Emergency meetings at ministerial level continued until late Thursday evening as the implications of the mess meant that there was no more food the soldiers in Bloemfontein.

They had to get take-aways because they had been planned to fly to Goma yesterday.

It seems the latest agreement is that a plane will begin to transport the soldiers to Entebbe transport on Saturday. Another two planes departed empty from South Africa to transport the same soldiers from Entebbe to Goma.

The air force does not have the transport capability to transport the soldiers themselves and therefore it is necessarily charters at huge expense.

One of the Air Force Hercules C-130's, which is on a support role to fulfill the rotation, is broken at Entebbe while parts are flown up from South Africa before it can be repaired.

This is the umpteenth time that there is a problem with flights.
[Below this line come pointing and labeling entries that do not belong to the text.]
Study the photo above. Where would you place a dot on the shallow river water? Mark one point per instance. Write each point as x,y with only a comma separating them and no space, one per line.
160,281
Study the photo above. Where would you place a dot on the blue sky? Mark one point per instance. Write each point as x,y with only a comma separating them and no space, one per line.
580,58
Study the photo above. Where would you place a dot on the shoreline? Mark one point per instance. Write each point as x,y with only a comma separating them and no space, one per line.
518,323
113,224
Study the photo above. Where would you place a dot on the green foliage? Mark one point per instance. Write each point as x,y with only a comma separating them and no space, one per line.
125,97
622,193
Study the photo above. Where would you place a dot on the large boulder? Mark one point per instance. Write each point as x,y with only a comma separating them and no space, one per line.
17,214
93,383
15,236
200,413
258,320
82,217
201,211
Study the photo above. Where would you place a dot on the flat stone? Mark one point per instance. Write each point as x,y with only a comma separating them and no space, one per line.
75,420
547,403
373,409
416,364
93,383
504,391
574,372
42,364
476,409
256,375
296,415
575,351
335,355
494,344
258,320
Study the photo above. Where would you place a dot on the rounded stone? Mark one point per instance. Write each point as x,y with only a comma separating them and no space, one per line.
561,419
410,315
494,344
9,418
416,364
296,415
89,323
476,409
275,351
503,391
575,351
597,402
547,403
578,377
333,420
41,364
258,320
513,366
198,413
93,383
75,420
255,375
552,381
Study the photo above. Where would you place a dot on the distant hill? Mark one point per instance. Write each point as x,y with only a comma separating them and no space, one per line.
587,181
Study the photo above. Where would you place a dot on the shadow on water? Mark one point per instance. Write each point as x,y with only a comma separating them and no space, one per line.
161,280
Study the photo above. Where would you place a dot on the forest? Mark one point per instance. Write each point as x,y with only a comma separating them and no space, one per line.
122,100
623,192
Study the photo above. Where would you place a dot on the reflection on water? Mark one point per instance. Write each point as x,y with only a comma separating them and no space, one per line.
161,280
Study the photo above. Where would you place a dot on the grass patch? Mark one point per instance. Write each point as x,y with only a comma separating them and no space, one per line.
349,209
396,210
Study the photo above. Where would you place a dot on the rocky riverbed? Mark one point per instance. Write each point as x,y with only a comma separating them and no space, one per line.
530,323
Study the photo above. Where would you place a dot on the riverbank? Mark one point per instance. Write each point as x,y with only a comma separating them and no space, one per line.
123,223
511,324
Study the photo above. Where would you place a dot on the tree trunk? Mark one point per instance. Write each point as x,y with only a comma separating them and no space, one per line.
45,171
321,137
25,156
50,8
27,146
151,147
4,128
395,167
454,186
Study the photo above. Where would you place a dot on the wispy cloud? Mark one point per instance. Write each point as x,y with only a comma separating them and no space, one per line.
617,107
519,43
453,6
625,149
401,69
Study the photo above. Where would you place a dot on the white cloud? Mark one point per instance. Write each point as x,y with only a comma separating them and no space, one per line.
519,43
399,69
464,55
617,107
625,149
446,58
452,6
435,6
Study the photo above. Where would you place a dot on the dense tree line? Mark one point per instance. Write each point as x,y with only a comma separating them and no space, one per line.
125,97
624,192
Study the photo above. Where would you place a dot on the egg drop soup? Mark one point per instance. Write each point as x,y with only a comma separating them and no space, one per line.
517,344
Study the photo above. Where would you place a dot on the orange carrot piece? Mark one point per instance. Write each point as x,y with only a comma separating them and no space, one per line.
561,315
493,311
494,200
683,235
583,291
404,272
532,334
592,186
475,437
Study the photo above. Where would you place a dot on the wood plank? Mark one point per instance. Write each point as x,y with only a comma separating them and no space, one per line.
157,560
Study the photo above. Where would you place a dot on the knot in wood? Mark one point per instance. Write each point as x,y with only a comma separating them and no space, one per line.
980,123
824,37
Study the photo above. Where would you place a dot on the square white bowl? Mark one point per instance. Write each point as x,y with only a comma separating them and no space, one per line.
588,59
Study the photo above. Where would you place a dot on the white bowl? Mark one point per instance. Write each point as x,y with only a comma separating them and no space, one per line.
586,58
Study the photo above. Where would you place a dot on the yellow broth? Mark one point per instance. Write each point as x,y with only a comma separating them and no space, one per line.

In 2013, Joint Operations launched an investigation after no support aircraft were available to take reinforcements to the soldiers in the Central African Republic (CAR).

Soldiers that have been in Goma for the last a year were devastated about the delay .

In Pretoria emergency meeting after emergency meeting was held. It seems the hiring process started in April, but was only hastily finalized in the past week, when the original aircraft were no longer available.

According to sources, the problem is either due to ignorance of charter flights or to fraudulent motives to benefit certain contractors.

It seems that overflight clearances for the aircraft had even been requested this week. This process takes at least five working days.